Persistent Uniform Resource Locator
From Wikipedia, the free encyclopedia
On the Internet, a persistent uniform resource locator (PURL) is a Uniform Resource Locator (URL) (i.e. location-based Uniform Resource Identifier or URI) that does not directly describe the location of the resource to be retrieved, but instead describes an intermediate (more persistent) location which, when retrieved, results in redirection (e.g. via a 302 HTTP code) to the current location of the final resource.
PURLs are an interim measure - while Uniform Resource Names (URNs) are being mainstreamed - to solve the problem of the lack of persistence (over time) of URIs in location-based URI schemes like HTTP. Currently, persistence problems are caused by the practical impossibility of every user having their own domain name, and the hassle and money involved in re-registering domain names, that result in WWW authors putting their documents in rather arbitrary locations of questionable persistence (i.e. wherever they can get the WWW space). Existing official PURLs (on Purl.Org) will probably be mapped to a URN namespace at a later date.
Contents |
[edit] Principles of operation
The oldest PURL HTTP server can be reached as purl.oclc.org as well as purl.org, purl.net, and purl.com.
PURLs are organized into "domains" like directory paths, e.g. /net/scape is the "subdomain" scape of "domain" net, and has itself "subdomains" like about. These "domains" are unrelated to Internet domains, their purpose is to define one or more "maintainers". The maintainers can grant write access to ALL or other registered users, e.g. "domain" net is open for ALL registered users.
The PURL server or "resolver" in PURL terminology first tries to match a request directly to a defined PURL. If the PURL exists the reply is a redirect to the last URL associated with it as specified by its maintainer. This can be another PURL, any http-URL, or in fact any URL. It's the job of the maintainer to guarantee that target URLs do in fact still exist.
Because PURLs are designed to be persistent it's not supported to delete them, but they can be disabled, e.g. http://purl.net/net was disabled. Otherwise PURLs work like redirects.
If the resolver gets no direct match for a given PURL it tries to match it right to left by truncating components separated by "/" against "partial redirects". This is a special kind of /x/y/z/any/thing PURL, where /x/y/z/ is defined and created as partial redirect. If its target URL is /a/b/c/d/ the /x/y/z/any/thing request is redirected to /a/b/c/d/any/thing.

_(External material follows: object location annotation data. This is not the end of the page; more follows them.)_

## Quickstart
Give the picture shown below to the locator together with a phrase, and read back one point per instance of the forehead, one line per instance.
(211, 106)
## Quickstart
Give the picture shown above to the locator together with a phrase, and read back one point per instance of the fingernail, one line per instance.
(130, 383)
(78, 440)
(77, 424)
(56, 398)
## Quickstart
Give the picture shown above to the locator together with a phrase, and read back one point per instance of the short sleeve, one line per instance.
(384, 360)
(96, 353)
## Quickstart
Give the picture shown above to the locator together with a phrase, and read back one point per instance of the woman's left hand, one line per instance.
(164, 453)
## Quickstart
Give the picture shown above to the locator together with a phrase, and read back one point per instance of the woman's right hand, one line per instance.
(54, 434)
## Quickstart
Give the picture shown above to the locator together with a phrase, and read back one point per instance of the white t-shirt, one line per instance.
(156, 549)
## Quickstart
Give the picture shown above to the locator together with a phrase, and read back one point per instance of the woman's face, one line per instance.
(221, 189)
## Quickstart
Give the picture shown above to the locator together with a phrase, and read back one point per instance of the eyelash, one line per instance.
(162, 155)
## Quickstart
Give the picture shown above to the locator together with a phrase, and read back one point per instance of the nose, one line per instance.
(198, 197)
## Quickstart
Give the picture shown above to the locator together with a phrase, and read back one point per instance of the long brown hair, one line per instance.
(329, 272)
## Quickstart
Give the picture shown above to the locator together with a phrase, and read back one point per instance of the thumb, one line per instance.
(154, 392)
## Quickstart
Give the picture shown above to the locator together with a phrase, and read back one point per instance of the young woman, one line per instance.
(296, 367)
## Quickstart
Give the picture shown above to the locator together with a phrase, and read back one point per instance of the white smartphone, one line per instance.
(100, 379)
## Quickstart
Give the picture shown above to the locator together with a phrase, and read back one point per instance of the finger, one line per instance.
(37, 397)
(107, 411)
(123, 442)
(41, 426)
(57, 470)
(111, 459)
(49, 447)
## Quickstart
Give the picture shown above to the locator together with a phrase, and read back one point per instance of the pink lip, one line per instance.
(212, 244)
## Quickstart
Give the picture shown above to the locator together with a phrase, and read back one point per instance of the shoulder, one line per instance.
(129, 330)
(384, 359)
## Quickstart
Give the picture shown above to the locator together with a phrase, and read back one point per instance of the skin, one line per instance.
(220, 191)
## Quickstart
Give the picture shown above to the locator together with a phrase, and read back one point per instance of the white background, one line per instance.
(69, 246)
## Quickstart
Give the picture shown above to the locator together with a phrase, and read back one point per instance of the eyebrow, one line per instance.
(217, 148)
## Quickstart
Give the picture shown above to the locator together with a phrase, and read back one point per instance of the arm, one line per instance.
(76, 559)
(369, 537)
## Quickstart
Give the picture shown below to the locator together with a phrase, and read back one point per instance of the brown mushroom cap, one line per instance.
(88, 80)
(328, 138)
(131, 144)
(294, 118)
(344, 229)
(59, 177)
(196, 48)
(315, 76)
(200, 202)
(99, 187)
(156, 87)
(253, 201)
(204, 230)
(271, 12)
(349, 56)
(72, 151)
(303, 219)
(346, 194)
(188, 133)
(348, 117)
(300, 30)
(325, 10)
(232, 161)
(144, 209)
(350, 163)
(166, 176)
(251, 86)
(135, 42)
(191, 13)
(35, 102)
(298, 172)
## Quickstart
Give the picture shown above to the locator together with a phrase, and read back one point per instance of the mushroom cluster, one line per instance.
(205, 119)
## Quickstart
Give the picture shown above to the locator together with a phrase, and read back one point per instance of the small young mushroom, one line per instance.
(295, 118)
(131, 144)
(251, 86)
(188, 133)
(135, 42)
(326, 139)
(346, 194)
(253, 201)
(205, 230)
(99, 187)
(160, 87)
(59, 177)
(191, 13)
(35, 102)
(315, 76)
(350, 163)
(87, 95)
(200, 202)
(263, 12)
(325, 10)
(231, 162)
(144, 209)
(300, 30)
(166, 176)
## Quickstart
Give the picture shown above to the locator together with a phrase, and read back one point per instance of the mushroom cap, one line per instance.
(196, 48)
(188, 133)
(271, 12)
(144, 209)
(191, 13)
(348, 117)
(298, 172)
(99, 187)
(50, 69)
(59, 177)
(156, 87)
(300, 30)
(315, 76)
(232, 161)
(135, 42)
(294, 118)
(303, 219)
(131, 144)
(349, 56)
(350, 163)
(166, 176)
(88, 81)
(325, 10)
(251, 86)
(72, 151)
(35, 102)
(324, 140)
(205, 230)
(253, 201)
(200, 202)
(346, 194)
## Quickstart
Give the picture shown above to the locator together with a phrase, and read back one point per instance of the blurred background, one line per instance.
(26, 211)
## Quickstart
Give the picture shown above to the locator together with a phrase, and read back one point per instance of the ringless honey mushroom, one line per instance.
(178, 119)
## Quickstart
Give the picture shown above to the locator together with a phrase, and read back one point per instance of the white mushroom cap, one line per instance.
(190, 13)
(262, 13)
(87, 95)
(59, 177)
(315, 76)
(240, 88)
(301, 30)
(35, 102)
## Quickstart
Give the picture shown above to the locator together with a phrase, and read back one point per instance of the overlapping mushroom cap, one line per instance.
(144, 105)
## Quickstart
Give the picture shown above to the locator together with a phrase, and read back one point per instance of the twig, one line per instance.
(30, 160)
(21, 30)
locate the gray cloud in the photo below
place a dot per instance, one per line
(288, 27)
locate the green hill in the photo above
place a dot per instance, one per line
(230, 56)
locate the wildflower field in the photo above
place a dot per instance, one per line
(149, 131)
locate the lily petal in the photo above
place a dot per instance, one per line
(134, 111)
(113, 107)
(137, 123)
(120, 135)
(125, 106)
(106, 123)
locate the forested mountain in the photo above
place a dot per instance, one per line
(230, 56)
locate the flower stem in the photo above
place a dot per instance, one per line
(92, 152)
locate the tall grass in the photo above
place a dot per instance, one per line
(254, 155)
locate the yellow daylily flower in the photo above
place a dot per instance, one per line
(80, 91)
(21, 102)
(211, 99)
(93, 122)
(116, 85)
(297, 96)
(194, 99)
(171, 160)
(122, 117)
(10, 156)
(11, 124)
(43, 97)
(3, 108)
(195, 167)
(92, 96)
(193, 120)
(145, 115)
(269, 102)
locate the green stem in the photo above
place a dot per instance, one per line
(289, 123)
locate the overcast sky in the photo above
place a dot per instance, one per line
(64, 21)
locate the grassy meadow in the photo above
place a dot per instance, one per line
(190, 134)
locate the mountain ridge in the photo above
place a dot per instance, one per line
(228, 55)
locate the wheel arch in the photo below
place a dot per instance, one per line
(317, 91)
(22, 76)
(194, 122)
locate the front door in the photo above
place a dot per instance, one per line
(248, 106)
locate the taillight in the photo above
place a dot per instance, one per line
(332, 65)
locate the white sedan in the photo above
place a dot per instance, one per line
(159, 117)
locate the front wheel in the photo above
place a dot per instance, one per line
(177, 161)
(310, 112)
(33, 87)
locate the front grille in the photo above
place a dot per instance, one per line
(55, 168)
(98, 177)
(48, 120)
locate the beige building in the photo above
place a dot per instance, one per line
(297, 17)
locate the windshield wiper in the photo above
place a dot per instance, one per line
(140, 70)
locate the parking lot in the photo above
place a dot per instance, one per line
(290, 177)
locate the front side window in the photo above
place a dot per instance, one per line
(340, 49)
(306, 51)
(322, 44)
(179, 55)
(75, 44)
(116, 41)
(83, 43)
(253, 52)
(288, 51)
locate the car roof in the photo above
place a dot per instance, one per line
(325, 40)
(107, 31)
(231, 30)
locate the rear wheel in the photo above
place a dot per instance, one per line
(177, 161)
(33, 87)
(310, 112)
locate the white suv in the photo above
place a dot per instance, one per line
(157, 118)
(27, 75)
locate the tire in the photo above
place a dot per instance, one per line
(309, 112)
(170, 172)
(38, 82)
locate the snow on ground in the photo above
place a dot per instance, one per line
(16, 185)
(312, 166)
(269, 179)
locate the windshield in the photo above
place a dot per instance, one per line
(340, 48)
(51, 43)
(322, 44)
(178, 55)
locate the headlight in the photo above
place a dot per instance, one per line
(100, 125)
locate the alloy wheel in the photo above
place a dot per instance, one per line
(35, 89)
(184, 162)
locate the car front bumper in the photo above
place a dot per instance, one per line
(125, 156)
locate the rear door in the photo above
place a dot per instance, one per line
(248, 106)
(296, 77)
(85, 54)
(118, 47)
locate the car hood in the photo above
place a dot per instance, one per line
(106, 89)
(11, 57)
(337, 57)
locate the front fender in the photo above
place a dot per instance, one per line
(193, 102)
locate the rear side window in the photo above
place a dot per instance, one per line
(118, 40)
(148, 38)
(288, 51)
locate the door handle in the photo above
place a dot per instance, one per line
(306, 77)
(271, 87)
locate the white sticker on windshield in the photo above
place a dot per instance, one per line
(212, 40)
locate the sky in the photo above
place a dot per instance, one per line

For partial redirects the longest match wins, which is just the same as "right to left", so if say /x/y/z/any/ is defined with target /foo/, then the redirect would go to /foo/thing instead of /a/b/c/d/any/thing. The URL of a partial redirect does not necessarily end with a slash "/". Other examples for the query /x/y/z/any/thing and partial redirect /x/y/z/any/:
- Target /a/b/c/some results in a redirection to /a/b/c/something.
- Target /a/b/c?bar= results in a redirection to /a/b/c?bar=thing.
As shown partial redirects simply replace the longest known left hand side match by the target. Because direct matches are evaluated first it's possible to have ordinary PURLs "within" partial redirects, e.g. /x/y/z/any/but/this could be redirected to /a/b/c/elsewhere without affecting other /x/y/z/any/ queries matched by a partial redirect.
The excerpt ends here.